I’ve studied nothing specific about the argument, but if I had to make a hypothesis, I think it would be pretty easy to guess the factors that made stink so important in mammal communication in the first place. The original mammals were small, rat-like creatures that probably hunted by night in order to avoid dinosaurs. Vocal and visual communication would have been too risky, so natural selection started favouring the mammals with the keenest olfaction– and the worst possible smell. This way, unnoticed in the night, the first mammals could communicate with each other, and even when dinosaurs disappeared and mammals could go out in the light of day, conquer Earth and develop new ways to communicate, smell remained an important legacy. Or at least, that’s what I lazily came up with.

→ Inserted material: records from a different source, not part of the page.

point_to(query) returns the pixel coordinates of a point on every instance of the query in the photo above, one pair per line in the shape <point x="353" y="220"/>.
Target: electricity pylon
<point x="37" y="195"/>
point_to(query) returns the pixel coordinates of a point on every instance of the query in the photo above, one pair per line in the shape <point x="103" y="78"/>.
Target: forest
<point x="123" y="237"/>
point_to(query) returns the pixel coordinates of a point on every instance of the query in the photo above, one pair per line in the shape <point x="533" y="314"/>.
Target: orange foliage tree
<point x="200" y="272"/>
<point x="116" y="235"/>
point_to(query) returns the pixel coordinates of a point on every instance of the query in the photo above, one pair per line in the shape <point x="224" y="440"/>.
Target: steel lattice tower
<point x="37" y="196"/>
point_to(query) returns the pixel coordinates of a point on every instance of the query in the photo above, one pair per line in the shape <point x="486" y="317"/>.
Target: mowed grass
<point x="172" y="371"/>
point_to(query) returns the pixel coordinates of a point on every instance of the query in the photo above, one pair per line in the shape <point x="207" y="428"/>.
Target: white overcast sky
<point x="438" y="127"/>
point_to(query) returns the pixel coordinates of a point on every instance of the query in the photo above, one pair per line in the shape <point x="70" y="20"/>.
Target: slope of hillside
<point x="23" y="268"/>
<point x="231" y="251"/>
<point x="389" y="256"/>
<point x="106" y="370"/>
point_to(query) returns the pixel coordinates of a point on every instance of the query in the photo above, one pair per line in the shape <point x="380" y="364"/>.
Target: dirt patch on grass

And now a dinosaur digression still pertinent to the mammal subject: to the surprise of apparently everyone but me, a recent discovery officially confirmed that small predator dinosaurs were nocturnal. Seriously, people, didn’t you see that coming? Small, agile predators with big eyes, doesn’t that ring a bell (modern nocturnal animals)? Animals and ecosystems may have changed a lot in millions of years, but to occupy the same niche you often need the same general characteristics: it’s called convergent evolution. It’s great that we have the official confirmation, but they should at least have suspected it. Since predator dinos were identified as the main reason mammals would lead a nocturnal lifestyle back in the Mesozoic, now someone is suggesting that, since there were night dinosaurs after all, maybe mammals weren’t nocturnal at all at the time. I think they got it backwards: since mammals evolved to be nocturnal to avoid the diurnal dinosaurs, some dinosaurs started to evolve to be nocturnal to gain access to a food resource that was precluded to others. Once again, look at the modern world: small mammals today are not the same they were in the past, but they share the same basic characteristics: small, agile, omnivorous. And today, in spite of the fact that a lot of predators evolved to capture them at night, small mammals are almost universally nocturnal. Why? Because it is still easier to go unnoticed than it is to go unnoticed by day. Not to mention the other classic arguments in defence of the nocturnal origin of mammals: the mainly dull colours of their fur (they couldn’t use colour to communicate in the dark, while other diurnal animals are often brightly coloured), and the much higher number of night photoreceptors (rod cells) than day photoreceptors (cone cells) in the eyes of even fully diurnal mammals, like us. Considering this, I think that my “smell in the dark” theory is safe, for now.